Junto a la iglesia corre el claustro, cuatro galerías cubiertas de columnas pareadas en torno a un cuadrado de hierba, y este es el corazón del lugar. La luz se desplaza a su alrededor a lo largo del día, la piedra conserva el frescor, y puedes sentarte en el murete y observar cómo una idea de mil años sobre cómo vivir simplemente se queda ahí siendo persuasiva. El dormitorio de los monjes encima, una sala vasta bajo una magnífica techumbre de roble, alojaba a toda la comunidad sobre el suelo desnudo. Los cistercienses no creían en la comodidad, y confieso que una hora en su abadía hizo que mi propio apego a ella resultara ligeramente vergonzoso.

El claustro románico de Fontenay, columnas de piedra pareadas rodeando un cuadrado de hierba bajo la fresca luz de la mañana

Los monjes que forjaban hierro

Lo que más me sorprendió fue la fragua. Los cistercienses no eran meros contemplativos; eran formidables ingenieros y hombres de negocios, y la fragua de Fontenay — una larga sala de piedra junto a un arroyo desviado — es una de las fábricas metalúrgicas más antiguas de Europa. Los monjes represaron el arroyo y usaron una rueda hidráulica para accionar un martillo, fundiendo hierro de mineral local a escala industrial ochocientos años antes de que existiera la palabra industrial. De pie en esa sala, mirando el canal que la alimentaba, tuve que revisar mi imagen de los monjes medievales como hombres puramente de oración. Eran personas que rezaban siete veces al día y además regentaban una rentable herrería, y no veían contradicción alguna.

Recorrimos los jardines después, que son formales y encantadores y eran lo único no construido por los monjes — la abadía pasó a manos privadas tras la Revolución, estuvo a punto de convertirse en una fábrica de papel, y fue rescatada y restaurada a lo largo de generaciones por la familia que aún la posee. Compramos sidra en la tienda y la bebimos en un banco junto al arroyo que antaño hacía girar el martillo de la fragua, y todo el valle estaba en silencio salvo por el agua. Es, creo, el lugar más calladamente persuasivo que vi en Borgoña, y el único que me hizo querer poseer menos.

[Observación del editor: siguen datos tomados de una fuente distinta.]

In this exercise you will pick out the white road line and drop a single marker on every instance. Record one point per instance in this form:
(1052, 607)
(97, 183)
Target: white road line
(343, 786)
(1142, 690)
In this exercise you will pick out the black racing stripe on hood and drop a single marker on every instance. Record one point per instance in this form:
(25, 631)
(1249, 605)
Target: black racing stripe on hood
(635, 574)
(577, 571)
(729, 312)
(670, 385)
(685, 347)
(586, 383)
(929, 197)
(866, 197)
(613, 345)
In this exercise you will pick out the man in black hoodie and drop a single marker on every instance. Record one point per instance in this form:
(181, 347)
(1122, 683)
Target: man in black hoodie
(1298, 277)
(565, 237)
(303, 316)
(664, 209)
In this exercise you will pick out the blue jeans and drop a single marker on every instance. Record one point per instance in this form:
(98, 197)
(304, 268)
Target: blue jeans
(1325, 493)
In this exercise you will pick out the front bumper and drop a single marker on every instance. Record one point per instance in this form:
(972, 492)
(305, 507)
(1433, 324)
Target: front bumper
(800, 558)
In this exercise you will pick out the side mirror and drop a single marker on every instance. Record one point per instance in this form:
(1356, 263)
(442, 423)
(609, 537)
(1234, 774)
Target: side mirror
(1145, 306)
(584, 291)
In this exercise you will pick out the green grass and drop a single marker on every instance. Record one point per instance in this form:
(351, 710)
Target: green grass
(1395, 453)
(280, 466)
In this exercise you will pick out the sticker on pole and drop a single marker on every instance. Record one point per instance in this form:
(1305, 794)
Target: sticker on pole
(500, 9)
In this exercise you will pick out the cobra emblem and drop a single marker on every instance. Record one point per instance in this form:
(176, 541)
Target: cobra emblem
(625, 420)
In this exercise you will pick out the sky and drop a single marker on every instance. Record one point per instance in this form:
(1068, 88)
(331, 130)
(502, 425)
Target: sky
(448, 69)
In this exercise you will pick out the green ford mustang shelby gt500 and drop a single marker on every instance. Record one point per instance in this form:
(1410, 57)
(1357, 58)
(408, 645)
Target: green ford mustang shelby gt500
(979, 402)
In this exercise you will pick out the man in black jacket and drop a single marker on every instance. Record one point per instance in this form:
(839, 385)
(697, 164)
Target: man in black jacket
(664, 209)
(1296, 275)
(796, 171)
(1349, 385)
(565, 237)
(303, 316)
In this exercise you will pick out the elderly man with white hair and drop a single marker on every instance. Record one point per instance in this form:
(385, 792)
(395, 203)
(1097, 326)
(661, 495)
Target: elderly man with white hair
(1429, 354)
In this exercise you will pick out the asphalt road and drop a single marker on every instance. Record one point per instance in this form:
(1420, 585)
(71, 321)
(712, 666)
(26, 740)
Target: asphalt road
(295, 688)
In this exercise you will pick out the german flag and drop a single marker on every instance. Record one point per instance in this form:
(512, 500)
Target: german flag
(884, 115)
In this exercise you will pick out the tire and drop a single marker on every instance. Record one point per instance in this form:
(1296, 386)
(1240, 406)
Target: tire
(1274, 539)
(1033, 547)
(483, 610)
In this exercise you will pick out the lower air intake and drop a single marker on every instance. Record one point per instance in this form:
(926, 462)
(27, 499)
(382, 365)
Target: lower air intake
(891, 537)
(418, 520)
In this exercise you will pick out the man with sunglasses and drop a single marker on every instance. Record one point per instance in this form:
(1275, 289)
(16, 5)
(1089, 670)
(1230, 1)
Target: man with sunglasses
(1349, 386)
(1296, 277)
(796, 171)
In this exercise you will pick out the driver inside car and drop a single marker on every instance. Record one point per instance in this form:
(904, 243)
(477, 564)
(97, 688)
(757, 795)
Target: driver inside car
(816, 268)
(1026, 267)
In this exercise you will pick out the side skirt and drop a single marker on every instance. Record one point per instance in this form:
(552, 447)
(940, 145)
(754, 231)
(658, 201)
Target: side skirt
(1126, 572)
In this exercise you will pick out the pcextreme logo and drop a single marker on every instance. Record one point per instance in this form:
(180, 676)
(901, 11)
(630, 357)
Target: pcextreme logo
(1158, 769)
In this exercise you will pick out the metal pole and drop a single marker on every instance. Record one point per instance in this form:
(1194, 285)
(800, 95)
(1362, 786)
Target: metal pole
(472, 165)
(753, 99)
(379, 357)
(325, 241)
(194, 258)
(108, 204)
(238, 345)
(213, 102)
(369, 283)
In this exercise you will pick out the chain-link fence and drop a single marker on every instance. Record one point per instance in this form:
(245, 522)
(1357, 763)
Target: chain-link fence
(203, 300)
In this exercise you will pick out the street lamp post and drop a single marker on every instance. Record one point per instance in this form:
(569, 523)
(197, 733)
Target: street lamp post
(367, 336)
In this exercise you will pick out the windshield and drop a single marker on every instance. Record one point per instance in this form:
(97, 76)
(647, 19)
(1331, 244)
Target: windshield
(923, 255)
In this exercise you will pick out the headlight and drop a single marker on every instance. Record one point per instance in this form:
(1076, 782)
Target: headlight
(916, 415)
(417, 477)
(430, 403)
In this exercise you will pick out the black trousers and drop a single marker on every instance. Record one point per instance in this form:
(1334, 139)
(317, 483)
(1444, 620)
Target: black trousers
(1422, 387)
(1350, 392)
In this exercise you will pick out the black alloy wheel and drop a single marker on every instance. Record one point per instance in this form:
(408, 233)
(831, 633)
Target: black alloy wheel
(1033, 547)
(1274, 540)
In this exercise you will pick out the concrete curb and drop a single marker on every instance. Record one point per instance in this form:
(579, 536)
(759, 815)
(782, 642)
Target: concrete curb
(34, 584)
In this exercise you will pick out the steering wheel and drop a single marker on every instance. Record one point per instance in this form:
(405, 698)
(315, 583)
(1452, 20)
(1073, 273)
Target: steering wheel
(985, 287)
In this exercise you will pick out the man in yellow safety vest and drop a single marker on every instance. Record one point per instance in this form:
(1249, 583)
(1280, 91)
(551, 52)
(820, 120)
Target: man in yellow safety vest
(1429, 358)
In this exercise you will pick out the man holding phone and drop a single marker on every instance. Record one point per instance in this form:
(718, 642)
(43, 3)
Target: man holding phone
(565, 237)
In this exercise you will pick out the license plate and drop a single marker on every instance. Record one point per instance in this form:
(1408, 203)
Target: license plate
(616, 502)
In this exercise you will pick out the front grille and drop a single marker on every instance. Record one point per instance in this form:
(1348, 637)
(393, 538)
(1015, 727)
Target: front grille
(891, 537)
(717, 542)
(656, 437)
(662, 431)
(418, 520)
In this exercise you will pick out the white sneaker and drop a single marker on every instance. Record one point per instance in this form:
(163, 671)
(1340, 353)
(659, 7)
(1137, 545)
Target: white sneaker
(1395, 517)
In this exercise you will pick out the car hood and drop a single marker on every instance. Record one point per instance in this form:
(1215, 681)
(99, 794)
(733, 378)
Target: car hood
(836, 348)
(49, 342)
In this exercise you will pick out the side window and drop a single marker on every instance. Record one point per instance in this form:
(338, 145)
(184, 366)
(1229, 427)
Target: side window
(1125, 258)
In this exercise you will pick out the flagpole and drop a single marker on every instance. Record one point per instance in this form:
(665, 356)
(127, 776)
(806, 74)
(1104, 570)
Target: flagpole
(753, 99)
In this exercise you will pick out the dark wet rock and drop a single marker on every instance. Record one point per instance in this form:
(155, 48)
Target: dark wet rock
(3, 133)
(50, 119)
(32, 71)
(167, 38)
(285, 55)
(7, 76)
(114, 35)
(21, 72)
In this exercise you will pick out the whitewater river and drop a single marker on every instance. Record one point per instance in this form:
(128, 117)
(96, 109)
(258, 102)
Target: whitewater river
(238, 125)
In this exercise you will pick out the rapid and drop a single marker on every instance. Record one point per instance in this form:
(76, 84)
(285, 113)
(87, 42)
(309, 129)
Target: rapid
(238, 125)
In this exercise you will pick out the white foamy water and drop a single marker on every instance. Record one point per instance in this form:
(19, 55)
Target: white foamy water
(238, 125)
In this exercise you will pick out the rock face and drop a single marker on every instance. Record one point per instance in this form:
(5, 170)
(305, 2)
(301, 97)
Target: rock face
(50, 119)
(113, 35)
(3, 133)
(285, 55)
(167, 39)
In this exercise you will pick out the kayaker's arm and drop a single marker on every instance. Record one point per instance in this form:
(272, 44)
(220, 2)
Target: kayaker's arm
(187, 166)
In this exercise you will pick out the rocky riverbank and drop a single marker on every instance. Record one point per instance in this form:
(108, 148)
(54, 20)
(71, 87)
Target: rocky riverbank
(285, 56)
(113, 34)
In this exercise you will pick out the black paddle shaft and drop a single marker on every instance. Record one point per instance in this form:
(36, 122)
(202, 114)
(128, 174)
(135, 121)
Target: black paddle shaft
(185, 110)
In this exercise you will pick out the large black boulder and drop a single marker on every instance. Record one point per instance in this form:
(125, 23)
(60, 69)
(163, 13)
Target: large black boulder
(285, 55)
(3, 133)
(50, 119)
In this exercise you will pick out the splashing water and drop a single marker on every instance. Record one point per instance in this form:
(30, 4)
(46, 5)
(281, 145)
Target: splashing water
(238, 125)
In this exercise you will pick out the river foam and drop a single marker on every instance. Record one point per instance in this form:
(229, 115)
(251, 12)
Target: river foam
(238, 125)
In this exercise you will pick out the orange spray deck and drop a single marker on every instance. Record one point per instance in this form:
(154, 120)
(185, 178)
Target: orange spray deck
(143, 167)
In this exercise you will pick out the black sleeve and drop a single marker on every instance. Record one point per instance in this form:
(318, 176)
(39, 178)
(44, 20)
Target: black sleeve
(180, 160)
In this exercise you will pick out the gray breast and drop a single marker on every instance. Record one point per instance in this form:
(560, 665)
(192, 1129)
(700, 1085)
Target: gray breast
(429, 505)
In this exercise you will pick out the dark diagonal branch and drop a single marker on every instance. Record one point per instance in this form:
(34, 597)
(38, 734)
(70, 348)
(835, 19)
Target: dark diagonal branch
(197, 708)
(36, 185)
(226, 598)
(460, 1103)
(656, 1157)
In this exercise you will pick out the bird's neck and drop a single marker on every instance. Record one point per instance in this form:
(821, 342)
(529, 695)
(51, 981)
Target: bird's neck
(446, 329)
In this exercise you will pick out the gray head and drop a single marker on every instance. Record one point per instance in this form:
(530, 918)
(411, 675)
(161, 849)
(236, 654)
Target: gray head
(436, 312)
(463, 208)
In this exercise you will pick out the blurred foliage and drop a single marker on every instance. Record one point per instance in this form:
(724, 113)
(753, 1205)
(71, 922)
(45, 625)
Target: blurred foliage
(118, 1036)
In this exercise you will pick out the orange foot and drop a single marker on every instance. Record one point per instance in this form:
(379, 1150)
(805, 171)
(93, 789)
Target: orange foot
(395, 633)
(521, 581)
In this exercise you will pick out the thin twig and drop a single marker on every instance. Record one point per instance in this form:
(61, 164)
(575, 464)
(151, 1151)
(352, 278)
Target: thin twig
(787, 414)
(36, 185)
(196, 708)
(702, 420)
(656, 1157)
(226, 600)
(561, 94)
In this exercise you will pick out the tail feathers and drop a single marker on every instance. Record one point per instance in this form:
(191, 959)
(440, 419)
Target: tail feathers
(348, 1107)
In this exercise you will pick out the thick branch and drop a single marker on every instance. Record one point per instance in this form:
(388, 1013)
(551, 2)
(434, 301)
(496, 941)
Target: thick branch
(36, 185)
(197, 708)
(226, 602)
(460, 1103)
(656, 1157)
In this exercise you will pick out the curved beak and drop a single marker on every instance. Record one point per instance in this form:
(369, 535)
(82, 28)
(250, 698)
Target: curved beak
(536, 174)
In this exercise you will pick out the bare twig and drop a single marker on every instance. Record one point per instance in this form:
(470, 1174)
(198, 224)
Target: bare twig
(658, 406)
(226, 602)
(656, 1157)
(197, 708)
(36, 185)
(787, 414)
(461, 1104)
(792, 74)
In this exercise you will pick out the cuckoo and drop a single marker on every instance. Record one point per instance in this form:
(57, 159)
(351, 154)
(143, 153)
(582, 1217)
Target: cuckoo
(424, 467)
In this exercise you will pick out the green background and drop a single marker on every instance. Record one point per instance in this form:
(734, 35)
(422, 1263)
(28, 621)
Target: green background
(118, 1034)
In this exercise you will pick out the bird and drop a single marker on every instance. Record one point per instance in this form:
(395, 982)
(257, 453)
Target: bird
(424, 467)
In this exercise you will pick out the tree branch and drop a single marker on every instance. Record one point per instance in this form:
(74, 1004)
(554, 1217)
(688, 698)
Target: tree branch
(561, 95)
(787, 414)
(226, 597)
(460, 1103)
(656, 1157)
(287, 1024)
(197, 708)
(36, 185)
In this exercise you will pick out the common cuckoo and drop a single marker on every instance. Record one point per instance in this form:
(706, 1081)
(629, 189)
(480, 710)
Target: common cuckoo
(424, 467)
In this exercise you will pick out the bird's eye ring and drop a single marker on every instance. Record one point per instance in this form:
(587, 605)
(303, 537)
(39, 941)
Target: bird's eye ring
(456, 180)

El interior de la fragua medieval de Fontenay, una larga sala de piedra con el canal que antaño accionaba un martillo hidráulico

Cuándo ir: primavera y principios de otoño, cuando los jardines están en su mejor momento y el valle está verde pero aún no abrasa. Llega a la apertura para tener la iglesia y el claustro para ti durante la primera media hora — el silencio es la atracción principal, y no sobrevive a un grupo de autocar.